While in 2007, the number of women arrested for assault and anti-social behaviour was recorded at 30 percent more than that in 2005. Also, there is steep rise in the number of women arrests connected with alcohol-related offences.
It was seen that alcohol-generated assaults have grown manifolds once females reached the legal age of 18 and it then dwindled once they touched the 30 mark. The same pattern was also observed in other crimes like disorderly conduct, property damage and threatening behaviour. However, the police was least bit surprised by these findings
"It is a changing world for our officers who are facing increasing aggression from young women. These are alarming trends. There is an increase in violent incidents, but what is more disturbing is the greater increase in aggressive anti-social behaviour," Perth Now quoted Acting Assistant Commissioner Dwayne Bell, as saying.
He added: "What is just as alarming is the hidden picture, the anecdotal evidence from my officers of other incidents where the aggressive behaviour of the woman has inflamed a situation.''
He further said that these figures gave an insight into the changes in drinking patterns.
"Binge drinking is increasingly prevalent in young females and alcohol-related offences are showing the greatest increases. There is a greater propensity to young females binge drinking and being involved in aggressive anti-social behaviour -- and it is our officers who have to face this,'' he said.
Bell said that the police would support all those measures that work towards reducing binge drinking, this would also include abolishing "happy hours''.
"People have to address these issues and take personal responsibility for their actions,'' he said.
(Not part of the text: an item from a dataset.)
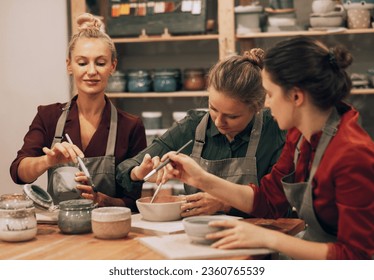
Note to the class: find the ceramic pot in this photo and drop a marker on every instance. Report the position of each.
(17, 220)
(358, 18)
Acting executive director of the WA Drug and Alcohol Office Eric Dillon said: "Recent police data about the number of alcohol-related offences involving women, particularly those involving violence and aggression, is quite disturbing. That is why it is so important for parents and the community to work with young people to rethink the way we drink alcohol."
Dillon added: "We don't want young people or anyone else becoming tomorrow's crime statistic. Drinking alcohol has become a firmly entrenched part of our everyday life. The problems associated with binge drinking affect us all and the community will need to work together with government to ensure that alcohol is consumed responsibly.
"The Drug and Alcohol Office has launched a hard-hitting campaign asking the whole community to rethink the way that we drink, to reduce the health impacts, violence and injury that drinking too much alcohol can cause. Advertising is just one way to connect with young people and change their behaviour.''
According to statistics from the 2007 National Drug Strategy Household Survey, teenage girls scored higher on boozing than their male counterparts.
Girls in the age group of 14-19 were nearly twice as prone to alcohol as their male counterparts, at a level that was a high risk of long-term harm.